Grafana

Grafana is deployed as part of the monitoring stack and wired to Prometheus, Loki, CloudWatch, Alertmanager, and (optionally) Tempo by default. It’s exposed at https://grafana.<cluster_fqdn> and authenticated through DEX.

This page collects the day-to-day tasks you may need to perform on Grafana: adjusting configuration via the cluster definition, shipping dashboards, and firing alerts.

Configure Grafana via the cluster definition

All Grafana configuration lives under spec.cluster_monitoring.grafana in your cluster definition. The schema descriptions in .vscode/cluster-definition-schema-eks.yaml are authoritative for per-field details; the recipes below cover the common cases.
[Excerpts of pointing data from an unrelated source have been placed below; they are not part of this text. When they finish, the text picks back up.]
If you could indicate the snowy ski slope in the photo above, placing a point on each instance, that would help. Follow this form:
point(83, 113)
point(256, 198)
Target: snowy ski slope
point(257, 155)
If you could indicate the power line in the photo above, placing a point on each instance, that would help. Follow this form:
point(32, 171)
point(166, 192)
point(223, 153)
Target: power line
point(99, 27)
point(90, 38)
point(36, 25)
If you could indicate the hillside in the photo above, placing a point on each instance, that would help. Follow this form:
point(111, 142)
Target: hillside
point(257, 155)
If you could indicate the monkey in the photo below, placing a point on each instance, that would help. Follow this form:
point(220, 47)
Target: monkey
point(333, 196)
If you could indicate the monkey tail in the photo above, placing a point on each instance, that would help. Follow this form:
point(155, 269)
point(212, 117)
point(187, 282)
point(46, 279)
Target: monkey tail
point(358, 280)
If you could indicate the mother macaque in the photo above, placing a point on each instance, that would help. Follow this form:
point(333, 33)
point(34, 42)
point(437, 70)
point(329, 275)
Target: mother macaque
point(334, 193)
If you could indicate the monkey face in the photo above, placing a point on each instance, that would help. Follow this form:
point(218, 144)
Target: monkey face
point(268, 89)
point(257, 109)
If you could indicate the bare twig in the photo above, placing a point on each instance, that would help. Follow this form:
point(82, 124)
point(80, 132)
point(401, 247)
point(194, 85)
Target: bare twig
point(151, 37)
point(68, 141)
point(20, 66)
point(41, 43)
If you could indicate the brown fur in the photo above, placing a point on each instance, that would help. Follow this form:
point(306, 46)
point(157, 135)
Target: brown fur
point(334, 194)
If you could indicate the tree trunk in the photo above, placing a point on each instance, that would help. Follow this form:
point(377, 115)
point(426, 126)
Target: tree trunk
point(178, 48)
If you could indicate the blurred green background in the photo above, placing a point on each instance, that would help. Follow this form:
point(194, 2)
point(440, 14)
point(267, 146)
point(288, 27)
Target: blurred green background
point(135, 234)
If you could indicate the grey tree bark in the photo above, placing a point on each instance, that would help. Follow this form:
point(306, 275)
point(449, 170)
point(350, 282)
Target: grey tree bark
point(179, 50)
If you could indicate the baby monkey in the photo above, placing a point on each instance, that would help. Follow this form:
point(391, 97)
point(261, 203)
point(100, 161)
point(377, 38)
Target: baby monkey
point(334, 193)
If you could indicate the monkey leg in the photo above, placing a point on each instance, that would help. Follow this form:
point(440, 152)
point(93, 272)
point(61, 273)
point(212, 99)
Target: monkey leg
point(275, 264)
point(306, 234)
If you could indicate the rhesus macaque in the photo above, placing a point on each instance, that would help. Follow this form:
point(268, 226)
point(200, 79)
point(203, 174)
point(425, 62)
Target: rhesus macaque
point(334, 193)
High-availability mode (opt-in)

By default Grafana runs as a single-replica StatefulSet backed by SQLite on a 10 GiB EBS volume. That setup is cheap (<$10/mo per cluster) and fine for most use cases, but Grafana is briefly unavailable during rolling upgrades, node drains, or AZ disruptions.

When you need zero-downtime Grafana, opt into HA mode:

spec:
  cluster_monitoring:
    grafana:
      ha:
        enabled: true

That flag swaps the StatefulSet for a multi-replica Deployment with HPA, topology-spread constraints across AZs, and a PodDisruptionBudget. The shared state moves into an external RDS Postgres instance with storage autoscaling, automated backups (retention follows your cluster velero.backup_ttl setting), and an AWS-Secrets-Manager-managed password. Killing one Grafana pod or losing an AZ no longer interrupts access.

Defaults and overrides

All fields are optional; the defaults below match what’s applied when only enabled: true is set:

spec:
  cluster_monitoring:
    grafana:
      ha:
        enabled: true
        autoscaling:
          min: 2          # min replicas (also the initial replica count)
          max: 5          # HPA scales up to this on CPU load (70%)
        database:
          instance_class: db.t4g.micro
          multi_az: true
          storage_min_gb: 20                         # initial allocation; storage autoscales
          storage_max_gb: 100                        # hard cap on autoscaled storage
          backup_window: "02:00-03:00"               # UTC, RDS-format hh24:mi-hh24:mi
          maintenance_window: "Sun:03:30-Sun:04:30"  # UTC, RDS format

Cost

Per-cluster breakdown (eu-west-1 on-demand, 720 hrs/mo):

ItemSpec1. Single pod, no external DB2. HA deployment + RDS single-AZ3. HA + RDS Multi-AZ
Grafana podsoption 1: 1 replica; options 2-3: 2-5 replicas (HPA). Each ~100m CPU + 256-512 Mi mem on existing on-demand node capacity~$3-5~$6-10~$6-10
Grafana PVCoption 1: 10 GiB gp3 (StatefulSet, SQLite + dashboards/plugins cache); options 2-3: none (state in RDS)$0.93$0.00$0.00
RDS instancedb.t4g.micro — $0.018/hr single-AZ, $0.036/hr Multi-AZ × 720h$12.96$25.92
RDS storage (gp3)20 GiB allocated × $0.115; Multi-AZ physically doubles to 40 GiB$2.30$4.60
RDS backup storage (14-day)~8 GiB used; within 20 GiB free tier$0.00$0.00
RDS Multi-AZ replicationincluded in Multi-AZ instance price$0.00
RDS Performance Insights7-day free tier$0.00$0.00
RDS log export to CloudWatch~0.5 GiB/mo, $0.50/GiB ingest + $0.03/GiB storage~$0.30~$0.30
Grafana ↔ RDS data transferoptions 2-3: ~1-2 GiB cross-AZ (pods spread across AZs, RDS primary in one AZ)~$0.01~$0.03
Total~$4-6~$22-26~$37-41

Background and design rationale (including alternatives we ruled out: in-cluster CNPG, Grafana Cloud, AWS Managed Grafana) in the Roadmap research.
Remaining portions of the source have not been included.